Introduction / Context:
This question is about forming a committee with the extra condition that a specific person must be included. Such problems are common in combinatorics, and they help illustrate how to fix one member and then count combinations for the remaining positions.

Given Data / Assumptions:

• Total boys in the pool = 6 (including Jason).
• Total girls in the pool = 8.
• Total people in the pool = 14.
• Council size = 5 members.
• Jason must be on the council.
• Order of members within the council does not matter.

Concept / Approach:
Because Jason is required to be on the council, we first fix him as a member. After including Jason, we only need to choose the remaining 4 members from the remaining 13 people. Since the council is simply a group with no internal order, we use combinations C(n,r) to count the ways to choose these 4 additional members.

Step-by-Step Solution:
Total people in the pool = 14. Jason is always included, so he occupies one of the 5 council seats. Remaining people available = 14 - 1 = 13. Remaining seats to fill on the council = 5 - 1 = 4. Number of ways to choose 4 people from the remaining 13 = C(13,4). Compute C(13,4) = 13! / (4! * 9!). In product form, C(13,4) = (13 * 12 * 11 * 10) / (4 * 3 * 2 * 1). Compute numerator: 13 * 12 = 156, 11 * 10 = 110, then 156 * 110 = 17160. Compute denominator: 4 * 3 * 2 * 1 = 24. Now 17160 / 24 = 715.

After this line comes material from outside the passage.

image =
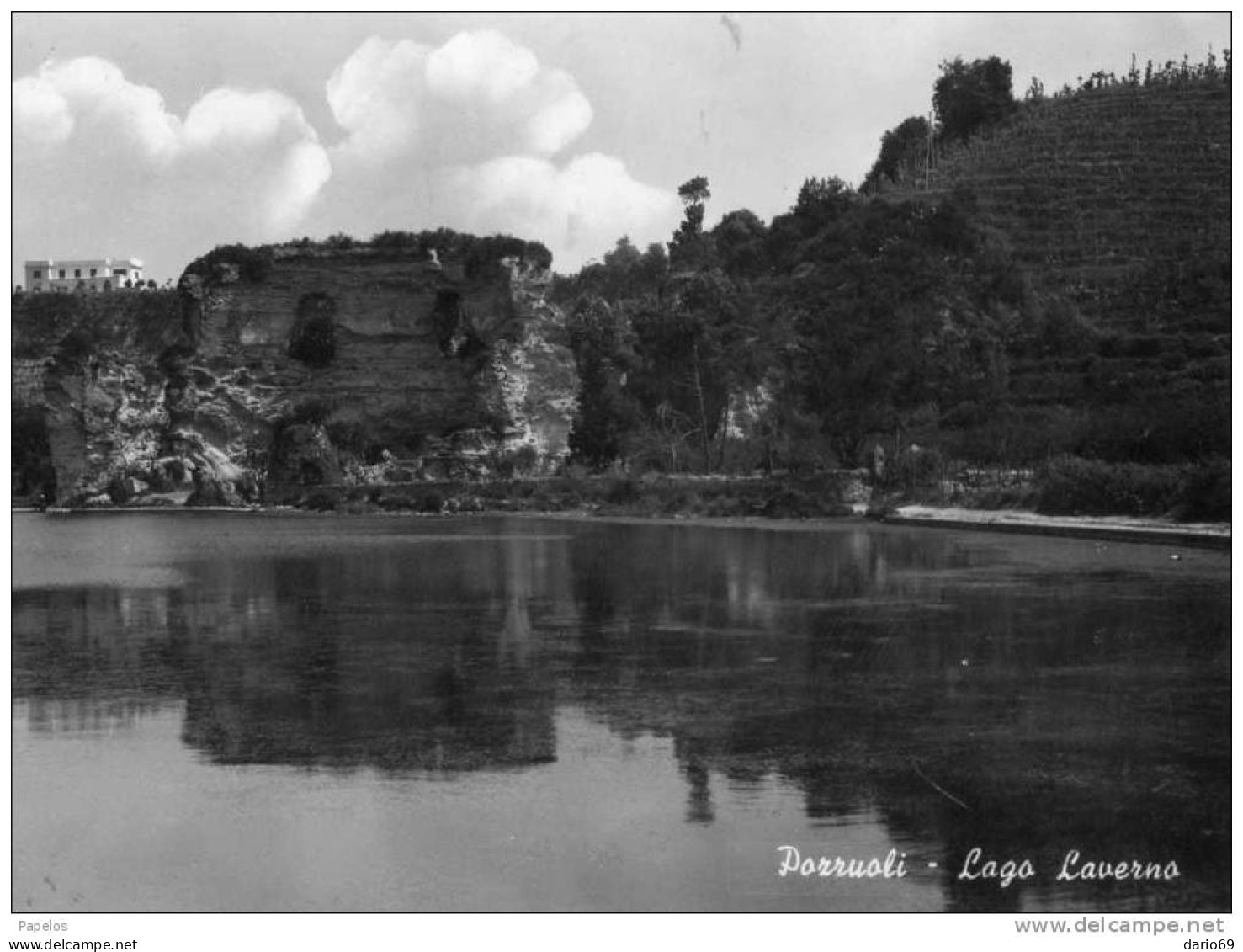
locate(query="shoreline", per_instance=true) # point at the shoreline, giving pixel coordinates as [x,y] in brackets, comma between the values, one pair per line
[1109,529]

Verification / Alternative check:
We can observe that C(13,4) should be a mid sized number since 13 is not very large. Also, C(13,4) equals C(13,9), reflecting symmetry in combinations. Known values around this range include C(10,4) = 210 and C(12,4) = 495, so 715 for C(13,4) fits the pattern of increasing values. Since Jason is fixed and we use all other choices only once, there is no double counting.

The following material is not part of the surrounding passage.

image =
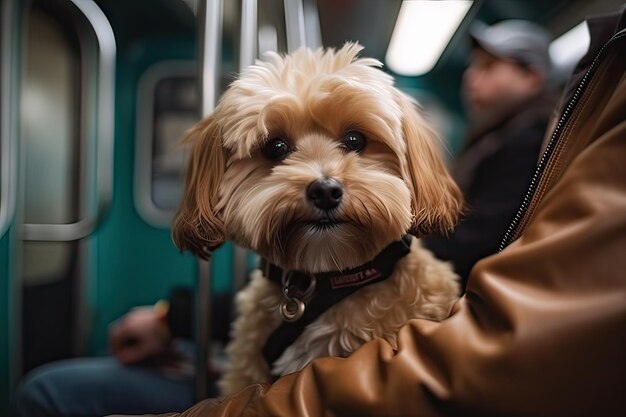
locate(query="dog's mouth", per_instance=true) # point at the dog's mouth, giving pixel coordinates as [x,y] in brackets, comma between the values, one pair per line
[324,224]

Why Other Options Are Wrong:

• 725: Slightly larger than C(13,4) and not equal to any standard combination from these numbers.
• 419: Too small; it misses a large portion of valid councils.
• 341: Also far from C(13,4) and does not correspond to any correct counting method here.

Common Pitfalls:
One common mistake is to forget to fix Jason first and instead compute C(14,5), which counts councils where Jason may or may not be present. Another is to think that Jason's fixed presence adds an extra factor like 5, which leads to overcounting. The safe approach is to treat Jason as already included and then apply the combinations formula to the remaining positions.

Final Answer:
The number of different student councils of 5 members that include Jason is 715.